Epstein presented interesting data at ASCO on the
properties of VEA, using the fusion peptide of the permeability portion of the
IL-2 molecule fused to the TNT antibody binding site, but he has published on
this concept for several years. It must now reach the clinic or be lost in the
bin of many good papers and ideas that never reach fruition. Thorpe presented
interesting data at AACR on the exposure of phosphatidylserine on blood
vessels, but gave NO data as to the potential use in the clinic. Very
disappointing. We have heard nothing on the use of truncated tissue factor as a
therapeutic weapon against tumor.
And then there are the other collaborations and
partnerships (I don't know what to call them) that never seem to have a
publication about anything, such as the SUPG deal, which has floated around the
table for a long, long time, (Peregrine Pharmaceuticals and SuperGen Inc. Announce
Finalization of Licensing Deal for VEGF Vascular Targeting Agents 13-Feb-2001),
and the possibility of using TNT antibodies as a
targeting agents coupled to liposomes to deliver antitumor agents to the
interior of tumor cells, a simple concept that has no literature (Tustin, CA -
July 30, 2001- Peregrine Pharmaceuticals (NASDAQ: PPHM) today announced the
signing of a Joint Development Agreement with Oakwood Labs, Oakwood Village,
Ohio. Under the terms of the agreement, the companies will jointly evaluate
therapeutic agents that combine Peregrine’s Tumor Necrosis Therapy (TNT) tumor targeting
technology with Oakwood’s anti-cancer Liposome technology. Under the agreement,
Peregrine will provide TNT antibodies and Oakwood will provide liposomes and
preclinical testing resources. At the completion of preclinical testing,
Peregrine and Oakwood will decide whether to advance the potential products
into human clinical studies under a commercialization agreement).

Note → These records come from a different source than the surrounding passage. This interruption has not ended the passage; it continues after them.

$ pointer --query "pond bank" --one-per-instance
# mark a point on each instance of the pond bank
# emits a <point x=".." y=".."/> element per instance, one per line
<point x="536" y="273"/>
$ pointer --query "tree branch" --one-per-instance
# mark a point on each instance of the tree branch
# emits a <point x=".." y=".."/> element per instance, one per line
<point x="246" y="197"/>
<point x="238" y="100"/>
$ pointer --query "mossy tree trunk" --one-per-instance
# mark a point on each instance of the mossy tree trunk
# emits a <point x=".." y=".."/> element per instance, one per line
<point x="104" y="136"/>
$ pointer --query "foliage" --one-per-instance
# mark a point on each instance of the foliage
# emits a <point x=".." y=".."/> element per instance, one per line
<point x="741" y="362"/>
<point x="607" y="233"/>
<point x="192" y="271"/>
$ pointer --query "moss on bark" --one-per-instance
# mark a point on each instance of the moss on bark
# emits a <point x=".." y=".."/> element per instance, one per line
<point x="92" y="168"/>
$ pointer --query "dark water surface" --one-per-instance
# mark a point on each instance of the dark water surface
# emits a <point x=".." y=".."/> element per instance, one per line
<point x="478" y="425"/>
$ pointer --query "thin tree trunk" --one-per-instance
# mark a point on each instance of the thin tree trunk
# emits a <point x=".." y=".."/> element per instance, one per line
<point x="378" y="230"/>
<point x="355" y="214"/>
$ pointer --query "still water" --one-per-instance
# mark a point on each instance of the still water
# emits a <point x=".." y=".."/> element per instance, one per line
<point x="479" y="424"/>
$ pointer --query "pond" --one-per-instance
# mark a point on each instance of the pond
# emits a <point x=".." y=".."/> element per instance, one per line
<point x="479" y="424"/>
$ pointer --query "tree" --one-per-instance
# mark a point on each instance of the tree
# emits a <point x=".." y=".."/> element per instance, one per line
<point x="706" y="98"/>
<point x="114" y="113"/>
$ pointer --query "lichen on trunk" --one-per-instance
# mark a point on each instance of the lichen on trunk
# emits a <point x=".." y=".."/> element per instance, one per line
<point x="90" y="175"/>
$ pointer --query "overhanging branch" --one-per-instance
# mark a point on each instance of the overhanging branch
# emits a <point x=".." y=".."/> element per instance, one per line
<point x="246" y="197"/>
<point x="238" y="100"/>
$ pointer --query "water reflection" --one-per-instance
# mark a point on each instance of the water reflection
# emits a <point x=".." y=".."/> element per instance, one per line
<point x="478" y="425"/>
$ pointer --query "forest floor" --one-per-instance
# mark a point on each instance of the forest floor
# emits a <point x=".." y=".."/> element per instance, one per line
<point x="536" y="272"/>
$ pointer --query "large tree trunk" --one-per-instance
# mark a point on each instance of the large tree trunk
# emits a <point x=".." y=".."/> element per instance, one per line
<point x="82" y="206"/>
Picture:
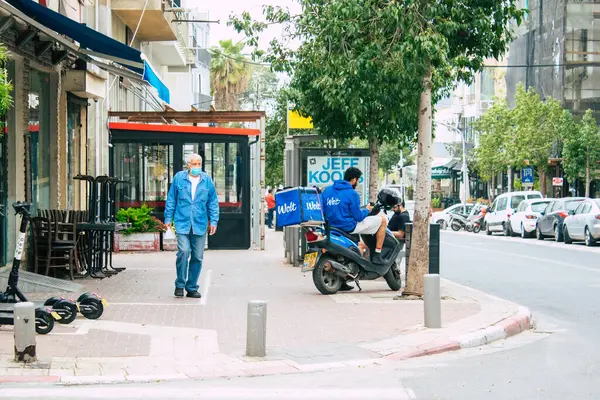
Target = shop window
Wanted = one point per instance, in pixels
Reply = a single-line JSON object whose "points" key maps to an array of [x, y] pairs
{"points": [[39, 140]]}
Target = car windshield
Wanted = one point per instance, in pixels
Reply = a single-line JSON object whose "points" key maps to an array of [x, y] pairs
{"points": [[572, 205], [538, 207]]}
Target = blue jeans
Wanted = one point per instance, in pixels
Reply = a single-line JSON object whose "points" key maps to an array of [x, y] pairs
{"points": [[190, 251]]}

In addition, the imaging possibilities that the TNT
antibodies offer due to local delivery within the tumor environment, but of
course, no publications on this concept (PEREGRINE ANNOUNCES RESEARCH AND
DEVELOPMENT AGREEMENT WITH PAUL SCHERRER INSTITUTE FOR TNT BASED PET IMAGING AGENTS
Continues Radiolabeling Research and Development 23-Mar-2001),
or the exciting prospect of cytokine-fusion
peptides described by Epstein for several years and awaiting discovery within a
clinical setting ( TECHNICLONE AND MERCK KGAA SIGN AGREEMENT ON USE OF TUMOR NECROSIS
THERAPY (TNT) TECHNOLOGY 23-Oct-2000).
Finally, the confusing aspect of biotech disclosure.

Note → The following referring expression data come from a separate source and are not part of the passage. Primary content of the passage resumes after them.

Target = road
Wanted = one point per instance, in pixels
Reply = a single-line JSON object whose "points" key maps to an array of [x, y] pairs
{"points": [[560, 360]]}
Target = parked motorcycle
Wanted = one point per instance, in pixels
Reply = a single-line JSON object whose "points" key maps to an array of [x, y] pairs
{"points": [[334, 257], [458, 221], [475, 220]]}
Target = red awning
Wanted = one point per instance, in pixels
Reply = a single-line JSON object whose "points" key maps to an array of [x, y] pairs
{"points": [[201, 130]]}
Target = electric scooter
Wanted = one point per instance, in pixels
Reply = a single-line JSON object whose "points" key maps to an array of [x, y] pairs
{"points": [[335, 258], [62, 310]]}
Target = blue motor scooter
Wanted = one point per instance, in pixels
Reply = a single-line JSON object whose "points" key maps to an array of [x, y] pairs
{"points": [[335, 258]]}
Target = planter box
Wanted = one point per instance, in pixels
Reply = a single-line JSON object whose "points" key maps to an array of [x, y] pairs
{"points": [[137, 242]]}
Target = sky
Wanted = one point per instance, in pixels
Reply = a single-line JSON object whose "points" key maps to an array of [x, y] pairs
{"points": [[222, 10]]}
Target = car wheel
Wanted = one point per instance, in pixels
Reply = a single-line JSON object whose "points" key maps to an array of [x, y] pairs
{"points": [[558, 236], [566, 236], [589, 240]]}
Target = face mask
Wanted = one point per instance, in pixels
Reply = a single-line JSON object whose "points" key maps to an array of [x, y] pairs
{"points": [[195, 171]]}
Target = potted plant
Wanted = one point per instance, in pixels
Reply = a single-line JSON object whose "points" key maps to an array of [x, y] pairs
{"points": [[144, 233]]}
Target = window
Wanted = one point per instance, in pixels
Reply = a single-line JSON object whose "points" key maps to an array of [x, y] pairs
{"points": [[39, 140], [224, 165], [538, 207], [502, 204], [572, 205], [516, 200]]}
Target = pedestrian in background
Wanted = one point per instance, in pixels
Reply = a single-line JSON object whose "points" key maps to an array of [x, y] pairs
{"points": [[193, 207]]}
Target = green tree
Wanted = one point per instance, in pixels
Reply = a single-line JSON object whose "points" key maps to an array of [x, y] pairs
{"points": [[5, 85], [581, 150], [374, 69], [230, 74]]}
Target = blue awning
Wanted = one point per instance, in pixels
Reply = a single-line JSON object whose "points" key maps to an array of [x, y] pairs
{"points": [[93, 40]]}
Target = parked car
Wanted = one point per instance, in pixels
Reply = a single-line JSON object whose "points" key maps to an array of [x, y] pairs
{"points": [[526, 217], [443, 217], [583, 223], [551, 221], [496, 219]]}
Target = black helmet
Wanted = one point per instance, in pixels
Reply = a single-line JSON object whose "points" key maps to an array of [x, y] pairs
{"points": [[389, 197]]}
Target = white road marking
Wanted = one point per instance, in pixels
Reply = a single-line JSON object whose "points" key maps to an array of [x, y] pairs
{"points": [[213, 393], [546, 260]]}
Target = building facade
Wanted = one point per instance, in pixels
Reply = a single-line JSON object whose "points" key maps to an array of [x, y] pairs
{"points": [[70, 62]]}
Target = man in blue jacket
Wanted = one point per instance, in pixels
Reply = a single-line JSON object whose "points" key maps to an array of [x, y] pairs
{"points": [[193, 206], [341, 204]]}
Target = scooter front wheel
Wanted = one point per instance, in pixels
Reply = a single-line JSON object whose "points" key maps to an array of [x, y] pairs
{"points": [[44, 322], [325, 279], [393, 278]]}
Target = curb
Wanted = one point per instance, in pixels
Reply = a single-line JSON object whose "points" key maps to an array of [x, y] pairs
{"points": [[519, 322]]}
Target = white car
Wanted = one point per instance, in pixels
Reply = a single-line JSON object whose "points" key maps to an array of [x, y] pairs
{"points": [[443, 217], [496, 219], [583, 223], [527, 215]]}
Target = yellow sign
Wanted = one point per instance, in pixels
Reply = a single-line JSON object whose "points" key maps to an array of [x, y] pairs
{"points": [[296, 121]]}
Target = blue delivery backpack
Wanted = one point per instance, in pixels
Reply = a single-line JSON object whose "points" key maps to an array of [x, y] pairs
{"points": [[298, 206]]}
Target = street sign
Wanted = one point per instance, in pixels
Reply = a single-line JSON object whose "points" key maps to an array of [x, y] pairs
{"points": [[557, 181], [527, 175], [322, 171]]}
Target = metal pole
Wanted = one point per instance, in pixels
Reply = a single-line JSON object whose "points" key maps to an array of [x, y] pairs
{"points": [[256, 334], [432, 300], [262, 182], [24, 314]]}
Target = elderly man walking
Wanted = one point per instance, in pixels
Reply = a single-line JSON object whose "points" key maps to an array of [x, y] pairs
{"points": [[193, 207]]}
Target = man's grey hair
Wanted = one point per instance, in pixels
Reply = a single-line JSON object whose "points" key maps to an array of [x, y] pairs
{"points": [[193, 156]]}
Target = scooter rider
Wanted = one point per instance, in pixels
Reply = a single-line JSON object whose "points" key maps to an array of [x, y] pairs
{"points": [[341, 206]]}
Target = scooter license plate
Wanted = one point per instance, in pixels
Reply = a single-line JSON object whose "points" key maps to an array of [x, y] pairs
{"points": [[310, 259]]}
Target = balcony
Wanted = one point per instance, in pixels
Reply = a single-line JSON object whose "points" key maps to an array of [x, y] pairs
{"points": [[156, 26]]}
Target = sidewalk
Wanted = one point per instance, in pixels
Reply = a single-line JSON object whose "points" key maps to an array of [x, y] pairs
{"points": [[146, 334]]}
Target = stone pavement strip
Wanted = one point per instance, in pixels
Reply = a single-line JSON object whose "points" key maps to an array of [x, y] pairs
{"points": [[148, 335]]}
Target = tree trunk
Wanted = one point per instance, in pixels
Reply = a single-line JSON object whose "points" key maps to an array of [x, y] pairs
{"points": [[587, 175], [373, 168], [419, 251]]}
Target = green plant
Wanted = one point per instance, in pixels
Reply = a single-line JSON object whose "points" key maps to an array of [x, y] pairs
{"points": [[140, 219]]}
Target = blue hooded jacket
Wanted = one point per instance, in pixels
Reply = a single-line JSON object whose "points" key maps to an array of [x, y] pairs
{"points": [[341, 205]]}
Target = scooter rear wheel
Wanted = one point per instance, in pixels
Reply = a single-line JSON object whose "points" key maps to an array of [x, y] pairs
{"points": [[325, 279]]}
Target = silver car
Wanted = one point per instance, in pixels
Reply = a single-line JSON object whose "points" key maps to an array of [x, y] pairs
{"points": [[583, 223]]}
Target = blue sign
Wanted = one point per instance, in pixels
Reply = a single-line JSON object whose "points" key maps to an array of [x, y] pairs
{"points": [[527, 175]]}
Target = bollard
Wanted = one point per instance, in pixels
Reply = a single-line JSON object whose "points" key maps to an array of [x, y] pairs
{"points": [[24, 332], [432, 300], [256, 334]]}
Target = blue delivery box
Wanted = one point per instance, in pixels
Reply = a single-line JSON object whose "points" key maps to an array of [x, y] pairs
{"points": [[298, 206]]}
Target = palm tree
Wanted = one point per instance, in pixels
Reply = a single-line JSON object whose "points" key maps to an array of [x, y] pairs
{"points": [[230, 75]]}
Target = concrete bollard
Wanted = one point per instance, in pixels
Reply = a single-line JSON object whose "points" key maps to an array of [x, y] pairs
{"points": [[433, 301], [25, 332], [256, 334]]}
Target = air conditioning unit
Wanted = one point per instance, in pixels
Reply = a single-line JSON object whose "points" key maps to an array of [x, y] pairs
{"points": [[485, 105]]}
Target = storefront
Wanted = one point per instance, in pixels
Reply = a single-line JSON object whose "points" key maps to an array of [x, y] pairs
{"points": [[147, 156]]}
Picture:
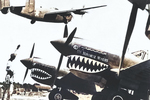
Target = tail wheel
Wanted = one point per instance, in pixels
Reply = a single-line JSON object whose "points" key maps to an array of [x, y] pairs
{"points": [[117, 97], [55, 94]]}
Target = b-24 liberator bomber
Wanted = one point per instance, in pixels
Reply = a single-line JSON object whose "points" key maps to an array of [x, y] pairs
{"points": [[45, 15]]}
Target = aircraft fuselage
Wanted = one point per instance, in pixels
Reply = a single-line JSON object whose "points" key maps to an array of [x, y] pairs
{"points": [[40, 15], [86, 61]]}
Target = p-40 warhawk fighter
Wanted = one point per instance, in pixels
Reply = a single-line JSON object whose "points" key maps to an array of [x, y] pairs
{"points": [[46, 15], [89, 63], [46, 74]]}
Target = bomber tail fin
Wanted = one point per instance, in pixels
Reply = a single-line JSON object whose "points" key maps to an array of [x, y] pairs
{"points": [[141, 54]]}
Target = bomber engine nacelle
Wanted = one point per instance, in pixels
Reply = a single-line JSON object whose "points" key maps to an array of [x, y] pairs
{"points": [[4, 10], [80, 12]]}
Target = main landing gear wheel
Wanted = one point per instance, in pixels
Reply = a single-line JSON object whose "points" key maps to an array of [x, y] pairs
{"points": [[32, 21], [55, 94]]}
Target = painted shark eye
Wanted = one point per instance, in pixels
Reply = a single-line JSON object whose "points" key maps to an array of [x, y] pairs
{"points": [[75, 47]]}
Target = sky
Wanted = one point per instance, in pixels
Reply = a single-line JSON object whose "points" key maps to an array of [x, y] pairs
{"points": [[106, 26]]}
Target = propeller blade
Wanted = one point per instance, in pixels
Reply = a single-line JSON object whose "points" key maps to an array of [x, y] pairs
{"points": [[32, 51], [69, 39], [66, 31], [59, 64], [25, 74], [129, 32], [147, 30]]}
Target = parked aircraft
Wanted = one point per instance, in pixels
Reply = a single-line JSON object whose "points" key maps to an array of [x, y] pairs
{"points": [[45, 15], [46, 74], [89, 63]]}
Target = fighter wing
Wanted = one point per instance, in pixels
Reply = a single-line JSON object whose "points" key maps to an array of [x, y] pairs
{"points": [[76, 11], [135, 75]]}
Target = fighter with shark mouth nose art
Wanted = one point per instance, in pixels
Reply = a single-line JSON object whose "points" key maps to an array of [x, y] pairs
{"points": [[87, 62]]}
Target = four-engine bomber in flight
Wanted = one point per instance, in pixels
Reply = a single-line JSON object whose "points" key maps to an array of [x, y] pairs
{"points": [[42, 14]]}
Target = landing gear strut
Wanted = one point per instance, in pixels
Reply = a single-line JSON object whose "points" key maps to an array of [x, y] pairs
{"points": [[32, 21]]}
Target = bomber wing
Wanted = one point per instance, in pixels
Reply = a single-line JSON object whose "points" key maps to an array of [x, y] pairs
{"points": [[76, 11]]}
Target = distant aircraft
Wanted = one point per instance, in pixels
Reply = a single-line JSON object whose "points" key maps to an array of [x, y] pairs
{"points": [[89, 63], [46, 15]]}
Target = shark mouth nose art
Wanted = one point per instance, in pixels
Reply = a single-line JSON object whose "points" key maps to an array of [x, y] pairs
{"points": [[85, 64], [40, 74]]}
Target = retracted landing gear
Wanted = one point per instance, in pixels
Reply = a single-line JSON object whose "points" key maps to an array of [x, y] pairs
{"points": [[60, 94]]}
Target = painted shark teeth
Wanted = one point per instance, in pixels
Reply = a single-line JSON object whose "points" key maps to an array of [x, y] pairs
{"points": [[85, 64], [44, 75]]}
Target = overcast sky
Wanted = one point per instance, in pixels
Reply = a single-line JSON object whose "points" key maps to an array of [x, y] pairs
{"points": [[105, 26]]}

Within the confines of the Society of Nuclear Medicine meeting this month was found
two abstracts from China dealing with the long awaited and greatly elusive data
on therapy of lung cancer and liver cancer. These data were explicitly
embargoed for release until the day of presentation by the SNM meeting
directors, and the abstracts could not be viewed until May 7th, 2002, at which
time, PPHM made a startling announcement of the results and comments by Epstein
(7 May 2002, PEREGRINE PHARMACEUTICALS ANNOUNCES ABSTRACTS OF INTERIM RESULTS
FROM TUMOR NECROSIS THERAPY TREATMENT OF LUNG AND HEPATIC CANCERS Data to be
presented at Society of Nuclear Medicine's 49th Annual Meeting, June 15-19,
2002). The data, in abstract form, seem to contain a small amount of patients,
in light of the common knowledge that this form of therapy had been taken place
for years in China, and very difficult to evaluate. So we await these findings,
the implications of which are nothing more than absolute validation or
refutation of the entire concept of TNT-based therapy, in my opinion. So June
in an important month, yes. Since we have no other clinical barometer by which
to evaluate the validity of TNT nor information as to the start of VTA, license
of VEA, demise (?) of Oncolym, or hope of TNT in Phase III.